Craniotomy; Endoscopy; Frontal lobe; Traumatic cerebral hemorrhage

Figure

  • Fig. 1. Illustrations of case 1. A : Computed tomography (CT) scan of a semicomatose conscious 46-year-old man taken immediately after the motorcycle accident. A large amount of epidural hematoma (EDH) in the right parietal and intracerebral hematoma (ICH) in the left frontal lobe can be seen. B : Postoperative CT scan after craniotomy and evacuation of EDH on the right parietal. Frontal ICH slightly grows and compresses the lateral ventricle. Supraorbital endoscopic evacuation of frontal ICH was attempted and ICH was sufficiently removed (C). Small craniotomy on the left supraorbital skull (arrow) was visualized (D).

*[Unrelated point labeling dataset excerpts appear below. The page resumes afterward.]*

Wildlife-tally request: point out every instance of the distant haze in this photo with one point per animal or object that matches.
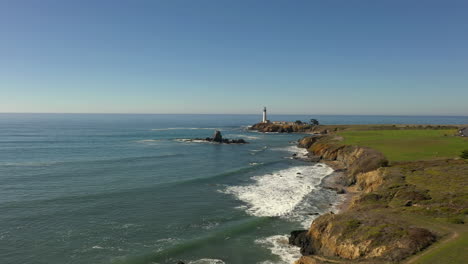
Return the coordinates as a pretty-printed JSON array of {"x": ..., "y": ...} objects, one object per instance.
[{"x": 295, "y": 57}]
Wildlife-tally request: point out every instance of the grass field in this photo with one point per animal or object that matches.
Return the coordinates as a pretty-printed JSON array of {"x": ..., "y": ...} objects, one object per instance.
[{"x": 409, "y": 145}]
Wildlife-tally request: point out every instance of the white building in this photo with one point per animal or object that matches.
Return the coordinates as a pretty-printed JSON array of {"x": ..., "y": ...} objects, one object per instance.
[{"x": 265, "y": 120}]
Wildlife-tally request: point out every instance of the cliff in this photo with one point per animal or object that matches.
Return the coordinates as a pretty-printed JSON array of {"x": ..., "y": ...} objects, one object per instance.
[{"x": 367, "y": 230}]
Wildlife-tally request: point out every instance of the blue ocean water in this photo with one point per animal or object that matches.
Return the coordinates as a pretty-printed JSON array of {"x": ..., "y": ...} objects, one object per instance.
[{"x": 91, "y": 188}]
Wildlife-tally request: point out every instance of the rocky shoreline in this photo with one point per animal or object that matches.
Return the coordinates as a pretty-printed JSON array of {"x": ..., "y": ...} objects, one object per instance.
[{"x": 349, "y": 235}]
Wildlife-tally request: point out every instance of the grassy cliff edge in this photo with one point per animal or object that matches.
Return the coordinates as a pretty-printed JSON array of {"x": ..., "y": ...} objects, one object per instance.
[{"x": 400, "y": 207}]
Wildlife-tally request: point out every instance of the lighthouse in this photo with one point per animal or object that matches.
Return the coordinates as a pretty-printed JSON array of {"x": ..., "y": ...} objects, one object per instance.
[{"x": 264, "y": 115}]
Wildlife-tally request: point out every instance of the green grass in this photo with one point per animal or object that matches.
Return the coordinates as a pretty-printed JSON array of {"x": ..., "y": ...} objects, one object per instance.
[
  {"x": 453, "y": 252},
  {"x": 409, "y": 145}
]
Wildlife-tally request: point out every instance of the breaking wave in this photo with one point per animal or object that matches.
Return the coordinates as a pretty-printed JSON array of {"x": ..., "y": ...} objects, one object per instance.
[
  {"x": 278, "y": 194},
  {"x": 280, "y": 247}
]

  • Fig. 2. Illustrations of case 2. A 74-year-old man was found with semicomatose consciousness. Huge intracerebral hematoma (ICH) in the right frontal lobe can be seen (A). After endoscopic evacuation for ICH, nearly total removal was achieved (B). Endoscopic views of the cortical incision (C) and final stage with hemostasis (D).